J'avais, je me souviens, adopté une position très critique sur le fond du texte, et remis en question la pertinence intellectuelle voire littéraire des descriptions de Barthes sur la ville de Tokyo, la gare, etc. D'un point de vue des théories urbaines, ce texte me semble en effet un peu léger, et il le serait de même du point de vue ethnographique, au regard de notre connaissance du Japon contemporain. Nous avions alors évoqué des tendances d'Orientalisme dans cette écriture du récit du voyage.
 
Pour aller dans ton sens sur comprendre "pourquoi l'auteur a-t-il voulu écrire cela", je me suis un peu plus penché sur la question, et après quelques recherches sur internet, voici un commentaire qui me semble enrichissant pour dépasser notre débat et permettre une critique constructive. Peut-être que Le Pigeonnier peut-il l'imprimer pour la discussion de ce soir?
 
http://www.era.lib.ed.ac.uk/bitstream/1842/651/2/LIRE.pdf 

En référence à ce texte, je propose la lecture suivante de "L'Empire des Signes":
 
- il faut le replacer dans une certaine tradition de l'Orientalisme, qui peut remonter jusqu'à Voltaire ou Marco Polo
- Barthes adopte volontairement le style narratif du voyageur, avec les figures de style et effets de découverte, d'étonnement et de mystification que permettent l'Orientalisme et l'exotisme
- de ce fait, Barthes, en transportant le lecteur (français) dans l'imaginaire commun des occidentaux sur l'Orient, peut "sublimer" les rapports du signe et du signifiant. Il a trouvé un terrain "vierge" pour illustrer un monde rempli de signes, et en quelque sorte conforter sa théorie sur la sémiologie. .

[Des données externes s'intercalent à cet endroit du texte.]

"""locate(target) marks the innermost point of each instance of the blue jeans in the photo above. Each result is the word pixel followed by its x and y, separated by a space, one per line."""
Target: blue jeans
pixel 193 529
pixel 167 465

- d'ailleurs, Barthes le dit si bien dans sa première page: le Japon est un prétexte d'écriture avant tout, non pour exprimer une critique ou construire un essai, affirmer une vérité quelconque.
- en adoptant le style du récit de voyage, Barthes se livre à un exercice d'écriture et offre une invitation de "lire" un monde où tout est signe et symbole, et où tout Occidental est "perdu" de toute manière: d'une manière subtile et magistrale, il joue avec le mythe le plus répandu chez les Occidentaux à savoir la mystique de l'Orient incarné par le Japon.
- Il se libère ainsi des contraintes de devoir se justifier sur une culture dont de toute manière il ne maîtrise pas les signes...
- ce texte date de 1970, qu'il convient de situer dans l'histoire intellectuelle de l'époque. après avoir publié 20 auparavant "Mythologies", Barthes avait sans doute-t-il besoin d'un autre appui que purement théorique, pour compléter son oeuvre?
 
Pour rejoindre une remarque de Hailun, au-delà de la question de la sémiologie et ou de l'apport ethnographique sur le Japon, la valeur de ce texte est sans doute et surtout littéraire.